Will Hunter Your design company Tom Dixon merged with Finnish furniture label Artek in 2004. What interested you in its heritage?
Tom Dixon It was effectively a furniture studio for an architectural firm set up by Alvar Aalto to widely distribute his work, partly encouraged by the British pre-war enthusiasm for Modernist furniture. Finland is a very young nation - created in 1917 - so Aalto is its only internationally-renowned hero and Artek's furniture has a national heritage. In a way we were British people messing with their crown jewels. They wanted everything to remain the same because they'd sat on the furniture since kindergarten.
Will Hunter So how have you moved that forward?
Tom Dixon We introduced interesting colours, which we thought were uncontentious.
Aalto loved drastic colours, but it becomes an issue if we do it. Architecturally, we're at a very primitive stage of researching [at-pack housing] kits for international consumption with some of Finland's larger industrial groups.
Will Hunter What drove this and last year's designs for Trafalgar Square?
Tom Dixon Things like trying to get into the Guinness Book of Records [for the longest sofa] or giving away 500 chairs for free are shameless attempts at reaching broader audiences rather than constantly talking to our peers. There seems to be a rapprochement between culture and government that means that places like Trafalgar Square are no longer unavailable to people like me. Ken [Livingstone] has always been quite keen on events, but you can also see it happen elsewhere: people recognise the value of events as a generator of commerce, whereas previously they were seen as elitist.
Will Hunter Does design make cities better?
Tom Dixon At its best design improves things, but it's often chaotically applied without a serious strategy or social underpinning. Look at the Routemaster versus the bendy bus: how do you get to the point where design is applied with quality at the very highest level, rather than just as a bit of tarting up at the end?
Will Hunter Yet it seems odd that Livingstone - who appears so interested in design - replaced the London-specific Routemaster with the generic bendy bus.
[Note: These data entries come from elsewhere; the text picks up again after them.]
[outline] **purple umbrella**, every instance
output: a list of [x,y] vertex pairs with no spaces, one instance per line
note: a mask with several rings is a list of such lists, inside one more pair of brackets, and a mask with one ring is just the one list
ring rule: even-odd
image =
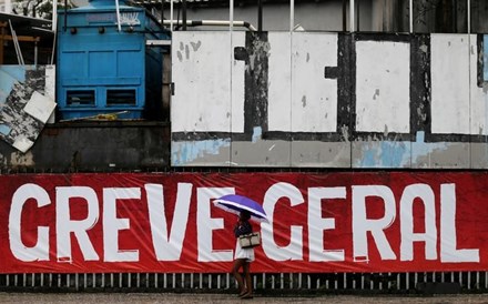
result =
[[234,214],[240,214],[241,211],[245,210],[251,213],[251,220],[257,222],[267,222],[264,209],[250,197],[236,194],[228,194],[216,199],[214,201],[214,204],[215,206]]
Tom Dixon He made that really scathing comment about 10 years ago which was something like 'anyone who gets rid of the Routemaster would be an uncultured moron'. But it's not just the bendy bus, it's the fact that previously there was a programme of public transport that was thought through from every nut and bolt - there was investment in the whole infrastructure supporting them. I think what's missing now is designing things for the long term. I don't think today's atmosphere is conducive to specifying or even doing good design - everything is for the fashion fad. I'm guilty of that as well, but I think that in the sphere in which I work things do become collectable and increase in value - they're not disposable, that's for sure.
Will Hunter Does London still inspire you?
Tom Dixon Yeah, Samuel Johnson was correct. It's been in a state of evolution since I started working here. London now has a critical mass; its magnetic pull is hard to get away from. It has transformed into an international city from a very, very British city, becoming a global centre for so much. When I was starting out everything was chintz. People were very retro and Victoriana interiors were fashionable. It has taken 70 years for Modernism to come back, despite attempts by Terence Conran in the '70s and yuppie furniture, which was slightly Modernist. In the mid-'80s London was an art desert; there really wasn't anywhere to see anything that wasn't antique. Now the Saatchi Gallery, Tate Modern and the Frieze Art Fair are powering along, and it seems unstoppable. It must be really gutting if you live in somewhere like Frankfurt - it's all back in London.